What Went Right This Month?
This month, usability testing provided valuable insights that led to a significant breakthrough in the project. During testing, it became apparent that the original approach to input required rethinking, particularly in how data is captured and processed. One of the key findings was the importance of understanding the camera's field of view and the approximate distance from the target in each frame. As a result, I decided to shift the focus from static image-based input to streaming video directly from webcams. This decision is pivotal because streaming video allows the program to capture real-time data more aligned with the dynamic nature of 3D animation. By leveraging the continuous flow of video frames, the program can more accurately track and render movements, resulting in more precise and realistic 3D animations.
What Went Wrong This Month?
The primary challenge this month stemmed from the limitations of the initial image-based input approach. One of the critical issues was the need for essential metadata, such as the camera's field of view and distance from the target, which is crucial for accurate 3D animation generation. With this metadata, the program could produce reliable animations, leading to consistency in the output. This limitation forced a significant shift in focus from using static images to relying entirely on webcam video input. Although this shift was necessary, it highlighted a gap in the original design and required additional time and resources to adjust the development approach.

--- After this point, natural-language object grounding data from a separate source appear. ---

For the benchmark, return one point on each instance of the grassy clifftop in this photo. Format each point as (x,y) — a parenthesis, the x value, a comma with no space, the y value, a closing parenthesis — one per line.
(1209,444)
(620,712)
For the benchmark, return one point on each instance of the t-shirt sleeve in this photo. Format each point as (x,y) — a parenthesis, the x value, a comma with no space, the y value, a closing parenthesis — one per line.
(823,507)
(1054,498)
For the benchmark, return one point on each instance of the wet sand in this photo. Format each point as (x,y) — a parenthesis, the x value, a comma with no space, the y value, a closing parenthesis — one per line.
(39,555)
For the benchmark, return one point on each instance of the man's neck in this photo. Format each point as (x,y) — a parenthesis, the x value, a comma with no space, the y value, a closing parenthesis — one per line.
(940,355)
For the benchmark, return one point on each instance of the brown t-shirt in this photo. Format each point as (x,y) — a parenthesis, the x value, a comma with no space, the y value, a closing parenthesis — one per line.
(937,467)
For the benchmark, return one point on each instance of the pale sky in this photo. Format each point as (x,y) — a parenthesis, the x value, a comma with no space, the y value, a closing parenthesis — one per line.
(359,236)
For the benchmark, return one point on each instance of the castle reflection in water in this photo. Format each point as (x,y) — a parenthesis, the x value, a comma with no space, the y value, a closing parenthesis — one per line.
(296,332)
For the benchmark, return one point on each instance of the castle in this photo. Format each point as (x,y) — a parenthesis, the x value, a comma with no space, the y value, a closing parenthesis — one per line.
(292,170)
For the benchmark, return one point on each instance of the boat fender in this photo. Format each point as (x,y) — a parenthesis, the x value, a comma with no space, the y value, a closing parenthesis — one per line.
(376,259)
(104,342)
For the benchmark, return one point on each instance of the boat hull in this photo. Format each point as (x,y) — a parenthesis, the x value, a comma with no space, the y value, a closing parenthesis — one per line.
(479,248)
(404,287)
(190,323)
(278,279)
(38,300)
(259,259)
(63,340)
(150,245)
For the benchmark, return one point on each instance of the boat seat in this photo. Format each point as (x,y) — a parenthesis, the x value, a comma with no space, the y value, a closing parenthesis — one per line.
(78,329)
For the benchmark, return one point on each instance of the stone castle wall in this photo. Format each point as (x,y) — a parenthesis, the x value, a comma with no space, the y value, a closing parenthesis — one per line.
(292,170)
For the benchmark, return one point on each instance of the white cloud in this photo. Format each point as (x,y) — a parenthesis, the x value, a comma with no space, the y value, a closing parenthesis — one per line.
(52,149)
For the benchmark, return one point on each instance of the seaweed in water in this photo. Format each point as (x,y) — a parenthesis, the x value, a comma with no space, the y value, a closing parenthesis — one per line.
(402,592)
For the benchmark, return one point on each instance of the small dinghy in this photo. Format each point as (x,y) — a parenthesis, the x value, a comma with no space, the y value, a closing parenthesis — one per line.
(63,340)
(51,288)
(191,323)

How Can You Improve Moving Forward?
To improve the accuracy and reliability of the 3D animations produced by the program, it is crucial to implement a dedicated smoothing algorithm for the incoming video data. Raw video input, particularly from webcams, can often be jittery or inconsistent due to various factors such as camera shake or fluctuations in frame rate. A smoothing algorithm specifically designed for motion capture data will help mitigate these issues by stabilizing the captured movements across frames. This will ensure that the animations generated are smooth and realistic, enhancing the overall quality of the output. Moving forward, incorporating this smoothing process will be a priority to refine the data pipeline and ensure that the final animations meet the desired standards of accuracy and fluidity.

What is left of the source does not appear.